Early Childhood Council chief executive Peter Reynolds today told Newstalk ZB's Mike Hosking he believed the Ministry of Education had gone too far by making the rules compulsory rather than keeping them as guidelines.
"These people are trained teachers. They know how to supervise children and supervise their eating habits.
"We have every sympathy for the incident that happened a couple of years ago now, for the family whose child choked on some food and as a result suffered a brain injury. That's not what we want to see happen but this is an over-reaction. It's wrapping kids in cotton wool and is unnecessary."
Young Neihana Renata was left with severe brain damage after he choked on a piece of apple at daycare in 2016.
"I understand the motivation behind it. They've reacted emotionally to the horrible situation that occurred a couple of years ago but we need to be more pragmatic than this," Reynolds said.
"We need to have a look and say actually, the guidelines are pretty good as guidelines. Why don't we just make sure services are taking note of those, are doing something to make sure their supervision is appropriate and that where appropriate foods are required, that's what's being served."
Reynolds said the rules made "a bit of a mockery" of the situation because apple provided by a centre had too be peeled and grated but if it was provided by a parent it did not have to be.
Ministry of Education deputy secretary sector enablement and support, Katrina Casey, said in December the amendments were designed to keep young children safe by minimising the risk of choking.
"Prior to this change, early learning services were encouraged to follow the Ministry of Health guidance on the provision of food. Now it will be compulsory," she said. "Food choices must also meet the nutritional and developmental needs of each child."
Children will also be required to be seated and supervised while eating and more staff will be required to have a current first aid qualification.
Casey today said the guidelines had been in place for some time but after talking to the Renata family and listening to their concerns the Ministry decided the requirements should be made mandatory.
"It was a tragic accident and we should all learn from that," she said.
Casey also said it appeared there had been some confusion among early learning services with many under the impression that lunches sent by parents also had to meet the requirements.
"They are not required to check lunchboxes and they are not required to take food off children that their parents have sent them with," she said. "We are moving to clear that up as quickly as we can."
Te Rito Maioha Early Childhood New Zealand welcomed the changes, saying anything that reduced risk and enhanced the health of the country's youngest children was "extremely welcome".

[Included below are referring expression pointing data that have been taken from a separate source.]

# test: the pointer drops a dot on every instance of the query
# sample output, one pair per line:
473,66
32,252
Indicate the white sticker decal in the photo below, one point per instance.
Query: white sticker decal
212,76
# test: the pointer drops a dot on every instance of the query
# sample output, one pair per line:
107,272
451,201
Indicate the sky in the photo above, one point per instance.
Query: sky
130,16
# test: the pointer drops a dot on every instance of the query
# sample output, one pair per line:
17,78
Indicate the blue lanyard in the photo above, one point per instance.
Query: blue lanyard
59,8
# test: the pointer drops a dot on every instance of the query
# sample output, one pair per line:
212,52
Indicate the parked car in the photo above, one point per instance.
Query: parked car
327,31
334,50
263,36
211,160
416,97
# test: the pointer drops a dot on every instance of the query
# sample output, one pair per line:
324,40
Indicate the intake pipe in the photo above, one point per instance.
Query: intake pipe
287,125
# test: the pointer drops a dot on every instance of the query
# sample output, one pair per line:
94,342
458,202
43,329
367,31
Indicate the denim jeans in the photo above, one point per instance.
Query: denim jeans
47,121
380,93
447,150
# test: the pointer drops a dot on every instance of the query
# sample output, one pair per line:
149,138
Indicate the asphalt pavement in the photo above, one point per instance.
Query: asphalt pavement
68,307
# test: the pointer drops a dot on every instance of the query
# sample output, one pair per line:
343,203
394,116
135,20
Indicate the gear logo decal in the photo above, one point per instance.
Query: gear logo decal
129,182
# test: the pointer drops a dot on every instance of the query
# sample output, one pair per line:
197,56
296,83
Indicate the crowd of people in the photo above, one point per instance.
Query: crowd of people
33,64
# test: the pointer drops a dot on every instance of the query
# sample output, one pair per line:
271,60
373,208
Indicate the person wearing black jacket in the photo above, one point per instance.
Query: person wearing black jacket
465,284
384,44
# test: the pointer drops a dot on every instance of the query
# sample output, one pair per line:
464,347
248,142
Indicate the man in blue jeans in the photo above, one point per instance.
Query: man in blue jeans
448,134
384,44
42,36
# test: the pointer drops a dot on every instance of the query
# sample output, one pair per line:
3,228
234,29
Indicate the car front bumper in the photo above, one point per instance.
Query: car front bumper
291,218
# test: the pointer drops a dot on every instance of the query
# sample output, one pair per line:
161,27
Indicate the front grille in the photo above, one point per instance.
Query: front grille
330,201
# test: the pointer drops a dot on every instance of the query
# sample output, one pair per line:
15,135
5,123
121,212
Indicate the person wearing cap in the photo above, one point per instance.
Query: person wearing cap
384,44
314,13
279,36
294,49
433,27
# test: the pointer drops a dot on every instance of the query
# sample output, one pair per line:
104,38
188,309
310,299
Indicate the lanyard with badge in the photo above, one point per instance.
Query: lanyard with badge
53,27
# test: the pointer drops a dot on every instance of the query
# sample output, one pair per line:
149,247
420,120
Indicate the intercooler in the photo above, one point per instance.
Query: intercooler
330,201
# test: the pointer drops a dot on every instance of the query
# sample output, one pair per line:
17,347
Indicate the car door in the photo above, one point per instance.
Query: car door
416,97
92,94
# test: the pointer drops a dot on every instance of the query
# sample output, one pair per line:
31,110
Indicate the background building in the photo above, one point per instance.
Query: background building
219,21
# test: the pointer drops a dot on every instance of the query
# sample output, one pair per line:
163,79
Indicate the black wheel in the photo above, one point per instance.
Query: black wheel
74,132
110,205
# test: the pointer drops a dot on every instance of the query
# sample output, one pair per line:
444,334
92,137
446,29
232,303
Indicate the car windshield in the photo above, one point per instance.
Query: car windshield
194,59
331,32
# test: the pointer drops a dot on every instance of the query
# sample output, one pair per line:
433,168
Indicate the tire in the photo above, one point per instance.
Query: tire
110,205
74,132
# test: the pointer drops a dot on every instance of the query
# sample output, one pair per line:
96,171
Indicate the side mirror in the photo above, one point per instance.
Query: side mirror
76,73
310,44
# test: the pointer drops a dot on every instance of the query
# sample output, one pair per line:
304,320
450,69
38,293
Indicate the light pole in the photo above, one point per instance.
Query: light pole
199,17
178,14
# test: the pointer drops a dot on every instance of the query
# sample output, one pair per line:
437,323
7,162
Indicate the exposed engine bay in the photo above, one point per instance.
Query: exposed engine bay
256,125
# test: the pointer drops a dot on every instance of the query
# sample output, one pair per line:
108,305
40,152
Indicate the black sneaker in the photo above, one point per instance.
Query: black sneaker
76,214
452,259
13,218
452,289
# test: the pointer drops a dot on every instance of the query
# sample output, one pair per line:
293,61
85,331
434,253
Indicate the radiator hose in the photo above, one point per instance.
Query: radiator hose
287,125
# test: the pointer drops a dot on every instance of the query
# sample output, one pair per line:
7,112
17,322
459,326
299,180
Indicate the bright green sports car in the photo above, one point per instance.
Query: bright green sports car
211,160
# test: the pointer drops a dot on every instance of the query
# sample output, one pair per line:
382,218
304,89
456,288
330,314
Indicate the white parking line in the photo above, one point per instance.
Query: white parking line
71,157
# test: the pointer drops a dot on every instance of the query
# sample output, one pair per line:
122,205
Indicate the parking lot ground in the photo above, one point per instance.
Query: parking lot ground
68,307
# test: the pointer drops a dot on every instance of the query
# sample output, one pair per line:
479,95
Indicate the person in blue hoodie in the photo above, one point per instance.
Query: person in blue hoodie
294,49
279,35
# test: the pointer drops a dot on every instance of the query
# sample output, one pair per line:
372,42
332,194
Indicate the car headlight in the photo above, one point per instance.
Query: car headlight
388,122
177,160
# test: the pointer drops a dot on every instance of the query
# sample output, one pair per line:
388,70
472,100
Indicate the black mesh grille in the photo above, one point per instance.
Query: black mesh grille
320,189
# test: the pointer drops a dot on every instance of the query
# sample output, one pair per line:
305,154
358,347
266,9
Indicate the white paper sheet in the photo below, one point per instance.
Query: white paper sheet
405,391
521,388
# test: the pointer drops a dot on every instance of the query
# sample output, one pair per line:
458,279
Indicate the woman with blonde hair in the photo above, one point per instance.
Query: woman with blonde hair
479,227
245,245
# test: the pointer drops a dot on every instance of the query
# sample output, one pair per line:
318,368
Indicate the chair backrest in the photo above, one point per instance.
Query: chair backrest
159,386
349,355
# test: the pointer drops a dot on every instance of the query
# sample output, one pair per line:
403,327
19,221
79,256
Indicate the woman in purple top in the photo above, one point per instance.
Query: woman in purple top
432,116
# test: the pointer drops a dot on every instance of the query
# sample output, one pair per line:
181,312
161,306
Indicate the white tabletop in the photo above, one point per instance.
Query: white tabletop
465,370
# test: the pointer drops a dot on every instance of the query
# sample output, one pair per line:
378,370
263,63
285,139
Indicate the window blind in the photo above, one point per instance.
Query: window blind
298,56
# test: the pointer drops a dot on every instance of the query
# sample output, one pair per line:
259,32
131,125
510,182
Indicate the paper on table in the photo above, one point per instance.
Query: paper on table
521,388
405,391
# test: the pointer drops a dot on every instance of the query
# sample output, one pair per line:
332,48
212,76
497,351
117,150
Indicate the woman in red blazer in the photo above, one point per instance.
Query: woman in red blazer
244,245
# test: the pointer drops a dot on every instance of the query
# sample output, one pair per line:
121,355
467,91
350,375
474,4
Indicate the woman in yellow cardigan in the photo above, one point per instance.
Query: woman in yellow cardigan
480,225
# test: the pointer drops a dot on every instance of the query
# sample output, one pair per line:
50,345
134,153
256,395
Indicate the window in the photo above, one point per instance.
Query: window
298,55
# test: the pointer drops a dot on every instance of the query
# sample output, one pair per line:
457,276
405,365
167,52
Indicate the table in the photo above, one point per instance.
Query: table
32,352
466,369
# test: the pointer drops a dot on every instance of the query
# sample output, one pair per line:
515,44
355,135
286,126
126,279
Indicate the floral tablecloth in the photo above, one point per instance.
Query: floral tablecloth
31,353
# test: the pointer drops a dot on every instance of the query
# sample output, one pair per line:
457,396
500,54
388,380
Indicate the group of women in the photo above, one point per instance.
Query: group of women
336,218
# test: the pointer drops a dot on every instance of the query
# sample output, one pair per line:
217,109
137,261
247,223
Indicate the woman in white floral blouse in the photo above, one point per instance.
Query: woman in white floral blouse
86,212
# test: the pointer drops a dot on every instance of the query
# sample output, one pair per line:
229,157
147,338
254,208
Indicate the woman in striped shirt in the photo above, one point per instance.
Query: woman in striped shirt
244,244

"It is heartening to see the new guidelines provide guidance not just on choking risks for young children, but also on healthy food choices," said Te Rito Maioha general manager of workforce and business development Nikki Parsons.
"The guidelines will provide much-needed clarity for services and also guidance for whānau on the safest food options and how to minimise food-associated risks."

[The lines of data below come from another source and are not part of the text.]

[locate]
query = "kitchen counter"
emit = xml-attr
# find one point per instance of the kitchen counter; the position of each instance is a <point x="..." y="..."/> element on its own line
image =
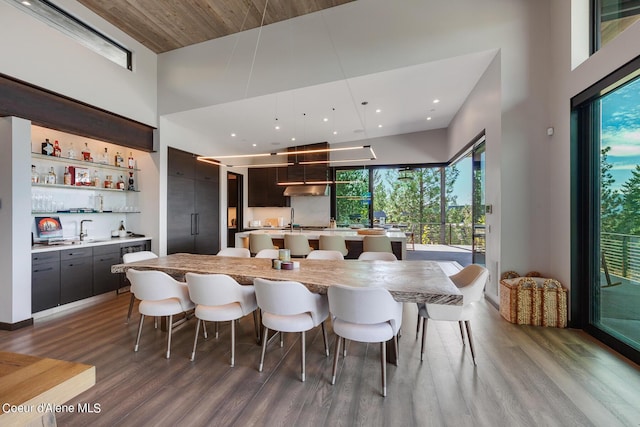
<point x="352" y="238"/>
<point x="38" y="247"/>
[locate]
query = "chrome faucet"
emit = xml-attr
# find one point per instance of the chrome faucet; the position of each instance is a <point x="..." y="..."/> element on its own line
<point x="83" y="233"/>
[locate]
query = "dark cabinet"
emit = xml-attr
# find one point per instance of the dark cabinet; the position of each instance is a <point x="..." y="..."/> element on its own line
<point x="193" y="204"/>
<point x="76" y="274"/>
<point x="264" y="190"/>
<point x="45" y="280"/>
<point x="103" y="258"/>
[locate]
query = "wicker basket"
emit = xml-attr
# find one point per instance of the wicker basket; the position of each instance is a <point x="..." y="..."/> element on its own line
<point x="533" y="301"/>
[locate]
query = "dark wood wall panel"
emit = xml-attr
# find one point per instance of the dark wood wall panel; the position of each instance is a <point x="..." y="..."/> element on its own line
<point x="54" y="111"/>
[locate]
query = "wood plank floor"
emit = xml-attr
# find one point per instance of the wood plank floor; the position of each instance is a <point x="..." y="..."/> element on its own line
<point x="526" y="376"/>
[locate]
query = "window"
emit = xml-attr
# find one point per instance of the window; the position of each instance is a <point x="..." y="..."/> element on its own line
<point x="606" y="210"/>
<point x="76" y="29"/>
<point x="611" y="17"/>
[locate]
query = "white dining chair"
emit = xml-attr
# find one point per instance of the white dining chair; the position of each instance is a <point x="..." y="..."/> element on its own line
<point x="325" y="254"/>
<point x="376" y="244"/>
<point x="365" y="315"/>
<point x="159" y="295"/>
<point x="234" y="252"/>
<point x="289" y="306"/>
<point x="333" y="243"/>
<point x="133" y="257"/>
<point x="219" y="298"/>
<point x="377" y="256"/>
<point x="268" y="253"/>
<point x="471" y="281"/>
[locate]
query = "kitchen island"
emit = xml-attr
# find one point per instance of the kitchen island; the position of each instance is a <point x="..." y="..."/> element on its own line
<point x="352" y="239"/>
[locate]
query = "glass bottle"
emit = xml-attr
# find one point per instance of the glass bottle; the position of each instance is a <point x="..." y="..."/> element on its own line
<point x="71" y="153"/>
<point x="35" y="178"/>
<point x="67" y="176"/>
<point x="86" y="153"/>
<point x="131" y="186"/>
<point x="51" y="177"/>
<point x="95" y="179"/>
<point x="56" y="149"/>
<point x="104" y="158"/>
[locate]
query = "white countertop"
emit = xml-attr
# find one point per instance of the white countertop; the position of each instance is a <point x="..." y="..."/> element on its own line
<point x="87" y="244"/>
<point x="349" y="234"/>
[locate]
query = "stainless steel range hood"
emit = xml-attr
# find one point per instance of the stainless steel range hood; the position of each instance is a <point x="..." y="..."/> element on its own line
<point x="306" y="190"/>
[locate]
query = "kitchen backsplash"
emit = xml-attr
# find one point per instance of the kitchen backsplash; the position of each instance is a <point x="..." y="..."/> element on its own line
<point x="310" y="211"/>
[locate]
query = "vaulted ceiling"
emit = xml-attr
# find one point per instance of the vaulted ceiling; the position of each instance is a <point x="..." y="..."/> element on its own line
<point x="164" y="25"/>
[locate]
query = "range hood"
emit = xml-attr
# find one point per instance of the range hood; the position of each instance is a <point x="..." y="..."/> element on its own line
<point x="306" y="190"/>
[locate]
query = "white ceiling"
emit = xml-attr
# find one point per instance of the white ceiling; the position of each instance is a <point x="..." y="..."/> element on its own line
<point x="405" y="97"/>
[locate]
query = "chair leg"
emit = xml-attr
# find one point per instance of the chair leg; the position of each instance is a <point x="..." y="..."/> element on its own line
<point x="326" y="342"/>
<point x="233" y="343"/>
<point x="195" y="341"/>
<point x="383" y="362"/>
<point x="335" y="360"/>
<point x="256" y="325"/>
<point x="473" y="353"/>
<point x="395" y="346"/>
<point x="169" y="336"/>
<point x="135" y="348"/>
<point x="424" y="337"/>
<point x="133" y="299"/>
<point x="302" y="343"/>
<point x="264" y="347"/>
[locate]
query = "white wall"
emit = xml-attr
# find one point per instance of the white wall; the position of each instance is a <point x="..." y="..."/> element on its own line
<point x="15" y="196"/>
<point x="38" y="54"/>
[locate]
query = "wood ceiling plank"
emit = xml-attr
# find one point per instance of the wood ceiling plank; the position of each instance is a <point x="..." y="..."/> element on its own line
<point x="164" y="25"/>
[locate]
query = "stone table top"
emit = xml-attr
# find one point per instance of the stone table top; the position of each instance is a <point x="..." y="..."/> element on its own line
<point x="408" y="281"/>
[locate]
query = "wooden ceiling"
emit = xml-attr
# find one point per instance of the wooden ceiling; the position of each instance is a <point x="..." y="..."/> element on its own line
<point x="164" y="25"/>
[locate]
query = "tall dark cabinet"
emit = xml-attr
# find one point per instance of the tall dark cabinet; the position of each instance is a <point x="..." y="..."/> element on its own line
<point x="193" y="204"/>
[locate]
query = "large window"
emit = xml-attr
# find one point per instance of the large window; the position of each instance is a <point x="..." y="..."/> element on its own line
<point x="611" y="17"/>
<point x="606" y="239"/>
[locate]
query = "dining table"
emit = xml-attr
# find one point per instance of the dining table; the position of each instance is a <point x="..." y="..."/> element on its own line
<point x="407" y="281"/>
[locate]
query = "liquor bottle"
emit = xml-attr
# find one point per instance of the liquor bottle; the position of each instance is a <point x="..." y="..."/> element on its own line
<point x="35" y="177"/>
<point x="51" y="177"/>
<point x="131" y="186"/>
<point x="56" y="149"/>
<point x="95" y="179"/>
<point x="67" y="176"/>
<point x="86" y="153"/>
<point x="104" y="158"/>
<point x="71" y="153"/>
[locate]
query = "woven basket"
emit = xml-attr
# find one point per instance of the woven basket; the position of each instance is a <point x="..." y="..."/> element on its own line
<point x="533" y="301"/>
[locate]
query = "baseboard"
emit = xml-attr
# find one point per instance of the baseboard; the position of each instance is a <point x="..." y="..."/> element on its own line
<point x="13" y="326"/>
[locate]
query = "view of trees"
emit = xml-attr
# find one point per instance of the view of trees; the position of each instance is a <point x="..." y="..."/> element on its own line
<point x="408" y="197"/>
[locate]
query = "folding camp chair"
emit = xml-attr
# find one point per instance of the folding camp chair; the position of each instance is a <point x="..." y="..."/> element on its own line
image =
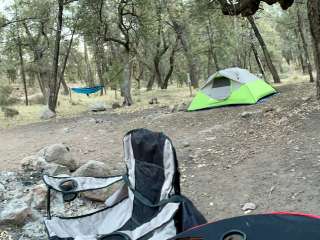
<point x="148" y="206"/>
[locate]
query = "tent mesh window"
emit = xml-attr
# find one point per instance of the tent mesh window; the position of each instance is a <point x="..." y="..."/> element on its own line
<point x="221" y="88"/>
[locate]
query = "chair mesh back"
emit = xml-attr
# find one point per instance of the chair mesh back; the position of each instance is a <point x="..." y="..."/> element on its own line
<point x="151" y="164"/>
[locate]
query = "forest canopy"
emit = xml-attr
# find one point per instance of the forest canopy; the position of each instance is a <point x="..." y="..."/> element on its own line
<point x="121" y="44"/>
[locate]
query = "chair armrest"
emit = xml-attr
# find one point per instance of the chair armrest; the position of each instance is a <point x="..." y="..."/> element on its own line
<point x="82" y="184"/>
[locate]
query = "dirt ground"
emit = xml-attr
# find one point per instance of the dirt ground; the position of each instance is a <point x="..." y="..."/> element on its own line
<point x="269" y="156"/>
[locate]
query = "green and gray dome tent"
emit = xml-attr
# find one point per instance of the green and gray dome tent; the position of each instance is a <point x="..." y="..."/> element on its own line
<point x="231" y="86"/>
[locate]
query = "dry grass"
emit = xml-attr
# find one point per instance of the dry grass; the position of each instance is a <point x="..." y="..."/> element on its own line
<point x="80" y="104"/>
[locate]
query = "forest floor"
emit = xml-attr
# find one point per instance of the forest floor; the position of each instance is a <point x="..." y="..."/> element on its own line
<point x="268" y="153"/>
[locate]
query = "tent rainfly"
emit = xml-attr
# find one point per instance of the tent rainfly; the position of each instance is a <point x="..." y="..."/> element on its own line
<point x="231" y="86"/>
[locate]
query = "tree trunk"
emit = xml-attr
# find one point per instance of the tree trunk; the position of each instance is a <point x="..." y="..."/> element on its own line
<point x="23" y="73"/>
<point x="299" y="50"/>
<point x="42" y="71"/>
<point x="89" y="74"/>
<point x="64" y="66"/>
<point x="126" y="82"/>
<point x="272" y="68"/>
<point x="305" y="46"/>
<point x="171" y="61"/>
<point x="211" y="48"/>
<point x="186" y="46"/>
<point x="151" y="82"/>
<point x="255" y="52"/>
<point x="54" y="84"/>
<point x="314" y="19"/>
<point x="99" y="53"/>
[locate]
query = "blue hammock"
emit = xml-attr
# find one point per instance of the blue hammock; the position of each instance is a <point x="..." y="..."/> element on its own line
<point x="87" y="90"/>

Many parents were also more than happy with the change.
Marama Renata told the Rotorua Daily Post they were "absolutely thrilled with the news".
The Renata family have been campaigning for the changes since their son Neihana choked on a piece of apple at daycare in 2016 and left the then 22-month-old with brain damage. He now cannot walk or talk.
The incident meant she now kept her children much closer.
"I'm not so trusting that they will be safe. I will be reluctant for the baby to go anywhere without me until she's much older," she said. "Sometimes I reflect on how difficult life can be for Neihana, and when he misses out on moving and playing - that does make me sad."
Other parents the Herald spoke to were also comfortable with the changes.
"When we are trusting our kids to be cared for by others and it's never one-on-one supervision, then I'd rather they were extra cautious. The kids have plenty of opportunity to branch out more with their foods at dinner and weekends when they are with us and being watched one-on-one," one parent said.
Another parent said that, while children did need to learn to eat those sorts of food, it was best done at home, rather than daycare, where parents could supervise.